Automatically crop user-uploaded images to thumbnail size without cutting off faces or key visual content.
Run server-side batch image cropping on a Node.js server using wrapper packages for common image tools.
Add face-aware portrait cropping by connecting a third-party face detection library to give detected faces extra weight.
Crop images from the command line using the companion smartcrop-cli tool.
Face detection is not built in, integrate a third-party JavaScript face detection library manually if portrait accuracy matters.
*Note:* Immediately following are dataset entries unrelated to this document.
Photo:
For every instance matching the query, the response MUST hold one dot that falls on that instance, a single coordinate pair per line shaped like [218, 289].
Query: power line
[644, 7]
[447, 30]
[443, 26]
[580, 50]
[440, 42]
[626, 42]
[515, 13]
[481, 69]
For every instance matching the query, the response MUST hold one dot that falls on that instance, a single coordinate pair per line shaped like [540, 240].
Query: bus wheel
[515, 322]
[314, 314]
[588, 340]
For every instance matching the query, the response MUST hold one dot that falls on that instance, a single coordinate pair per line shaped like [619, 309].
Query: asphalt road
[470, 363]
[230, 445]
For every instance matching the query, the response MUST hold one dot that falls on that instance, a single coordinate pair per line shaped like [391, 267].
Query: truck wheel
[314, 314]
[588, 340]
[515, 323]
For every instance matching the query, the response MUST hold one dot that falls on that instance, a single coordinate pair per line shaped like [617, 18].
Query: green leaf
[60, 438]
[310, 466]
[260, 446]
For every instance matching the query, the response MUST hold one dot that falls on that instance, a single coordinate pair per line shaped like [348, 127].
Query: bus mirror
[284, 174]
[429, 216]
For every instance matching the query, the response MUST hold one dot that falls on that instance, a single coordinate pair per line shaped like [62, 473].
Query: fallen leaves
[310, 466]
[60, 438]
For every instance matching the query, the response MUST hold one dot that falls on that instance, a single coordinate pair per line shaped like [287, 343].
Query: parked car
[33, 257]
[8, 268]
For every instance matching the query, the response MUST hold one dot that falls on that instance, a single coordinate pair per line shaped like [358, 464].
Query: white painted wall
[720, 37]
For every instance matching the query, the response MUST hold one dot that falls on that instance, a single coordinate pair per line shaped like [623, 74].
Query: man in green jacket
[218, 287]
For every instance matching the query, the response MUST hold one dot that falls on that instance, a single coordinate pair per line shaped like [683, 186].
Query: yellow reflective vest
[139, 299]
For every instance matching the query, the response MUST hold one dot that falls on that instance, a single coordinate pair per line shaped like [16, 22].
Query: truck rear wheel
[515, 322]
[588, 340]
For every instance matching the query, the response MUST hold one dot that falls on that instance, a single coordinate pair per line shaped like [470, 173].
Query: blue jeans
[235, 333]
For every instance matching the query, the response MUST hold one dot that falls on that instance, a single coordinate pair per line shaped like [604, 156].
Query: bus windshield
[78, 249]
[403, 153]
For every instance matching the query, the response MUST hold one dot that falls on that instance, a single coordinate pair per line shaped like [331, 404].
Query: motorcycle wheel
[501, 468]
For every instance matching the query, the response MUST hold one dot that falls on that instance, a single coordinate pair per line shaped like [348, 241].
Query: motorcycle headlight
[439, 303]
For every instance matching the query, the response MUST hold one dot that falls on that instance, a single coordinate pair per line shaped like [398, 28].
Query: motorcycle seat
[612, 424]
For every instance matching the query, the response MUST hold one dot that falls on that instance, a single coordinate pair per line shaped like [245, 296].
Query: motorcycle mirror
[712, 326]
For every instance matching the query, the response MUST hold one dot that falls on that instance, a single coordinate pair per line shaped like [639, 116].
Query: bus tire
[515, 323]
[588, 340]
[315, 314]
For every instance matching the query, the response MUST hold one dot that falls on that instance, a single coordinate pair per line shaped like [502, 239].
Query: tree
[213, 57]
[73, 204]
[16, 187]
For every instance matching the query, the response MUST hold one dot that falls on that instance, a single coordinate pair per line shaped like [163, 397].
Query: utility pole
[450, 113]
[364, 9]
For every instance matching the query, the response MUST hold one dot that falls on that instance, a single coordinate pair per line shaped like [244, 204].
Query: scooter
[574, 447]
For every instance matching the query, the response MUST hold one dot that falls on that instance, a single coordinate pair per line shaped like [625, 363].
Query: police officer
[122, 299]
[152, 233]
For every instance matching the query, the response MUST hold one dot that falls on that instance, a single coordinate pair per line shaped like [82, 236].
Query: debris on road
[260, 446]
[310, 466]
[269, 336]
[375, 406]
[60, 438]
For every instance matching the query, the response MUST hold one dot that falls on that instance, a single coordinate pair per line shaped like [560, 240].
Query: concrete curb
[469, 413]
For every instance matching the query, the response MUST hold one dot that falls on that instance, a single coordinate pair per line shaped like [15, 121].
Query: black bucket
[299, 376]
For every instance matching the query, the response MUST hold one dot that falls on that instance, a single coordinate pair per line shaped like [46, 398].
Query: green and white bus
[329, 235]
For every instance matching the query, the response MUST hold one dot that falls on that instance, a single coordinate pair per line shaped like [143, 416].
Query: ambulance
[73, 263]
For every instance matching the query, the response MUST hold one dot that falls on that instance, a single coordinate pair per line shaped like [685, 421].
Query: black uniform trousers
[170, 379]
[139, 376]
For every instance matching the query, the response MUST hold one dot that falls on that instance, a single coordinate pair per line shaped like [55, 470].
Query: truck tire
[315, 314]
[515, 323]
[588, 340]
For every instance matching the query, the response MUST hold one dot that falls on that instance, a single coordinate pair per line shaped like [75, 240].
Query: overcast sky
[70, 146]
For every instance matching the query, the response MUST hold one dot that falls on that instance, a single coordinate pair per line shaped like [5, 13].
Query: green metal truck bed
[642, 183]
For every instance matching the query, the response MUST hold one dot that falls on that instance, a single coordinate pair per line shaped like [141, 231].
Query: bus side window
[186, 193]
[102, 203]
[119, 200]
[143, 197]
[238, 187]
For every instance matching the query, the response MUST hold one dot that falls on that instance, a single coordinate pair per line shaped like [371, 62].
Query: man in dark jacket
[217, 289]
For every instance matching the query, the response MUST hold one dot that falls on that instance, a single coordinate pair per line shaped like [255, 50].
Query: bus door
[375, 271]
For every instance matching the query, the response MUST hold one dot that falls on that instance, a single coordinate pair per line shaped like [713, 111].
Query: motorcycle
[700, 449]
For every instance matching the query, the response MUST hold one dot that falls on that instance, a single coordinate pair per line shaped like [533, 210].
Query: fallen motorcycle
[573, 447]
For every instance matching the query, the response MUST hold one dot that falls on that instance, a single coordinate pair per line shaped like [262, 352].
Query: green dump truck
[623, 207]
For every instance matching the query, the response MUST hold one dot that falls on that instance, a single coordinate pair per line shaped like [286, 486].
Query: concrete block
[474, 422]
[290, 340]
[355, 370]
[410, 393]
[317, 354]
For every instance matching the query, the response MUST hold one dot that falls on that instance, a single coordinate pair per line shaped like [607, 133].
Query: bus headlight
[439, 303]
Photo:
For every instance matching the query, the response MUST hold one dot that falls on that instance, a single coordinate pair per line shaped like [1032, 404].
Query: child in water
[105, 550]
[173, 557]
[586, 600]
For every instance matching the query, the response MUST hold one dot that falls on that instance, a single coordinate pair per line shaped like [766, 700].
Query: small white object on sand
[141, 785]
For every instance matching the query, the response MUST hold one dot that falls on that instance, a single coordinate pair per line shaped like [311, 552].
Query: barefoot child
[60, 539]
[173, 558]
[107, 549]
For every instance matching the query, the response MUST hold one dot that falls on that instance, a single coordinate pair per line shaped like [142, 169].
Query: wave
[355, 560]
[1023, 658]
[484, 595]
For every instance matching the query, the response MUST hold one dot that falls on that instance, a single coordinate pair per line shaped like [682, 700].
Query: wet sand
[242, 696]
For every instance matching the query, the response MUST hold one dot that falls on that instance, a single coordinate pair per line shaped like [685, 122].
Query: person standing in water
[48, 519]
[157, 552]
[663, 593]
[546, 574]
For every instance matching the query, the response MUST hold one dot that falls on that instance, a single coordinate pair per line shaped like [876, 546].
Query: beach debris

smartcrop.js is a JavaScript library for automatically choosing where to crop an image. Given an image and the dimensions you want the final crop to be, it analyzes the image and returns coordinates for the most visually interesting portion, rather than always cropping from the center or a fixed position. The algorithm uses basic image processing steps: it detects edges, looks for skin-tone colored regions, identifies highly saturated areas, and then slides a window across the image to score candidate crop rectangles. The crop with the highest score, weighted toward putting important content in the center and away from edges, is returned as the result. The output is a set of coordinates (x, y, width, height) that you then apply with your existing image handling code. The library runs in a web browser, in Node.js on a server, or from the command line via a companion tool called smartcrop-cli. In the browser it accepts standard image, canvas, or video elements. For server-side use, wrapper packages integrate it with common image processing tools. The README also points to a companion library called dont-crop, for situations where padding an image with matching background colors is preferable to cropping. Face detection is not built in, but the README explains how to connect several third-party JavaScript face detection libraries to give detected faces extra weight in the crop scoring. This helps ensure that portraits are cropped to keep faces in frame. The author notes in the README that a future machine-learning based version is in development. The current version is a personal project that has also been used on high-traffic production sites. It is available via npm and the source is short enough, as the README puts it, to read through quickly if you want to understand how it works.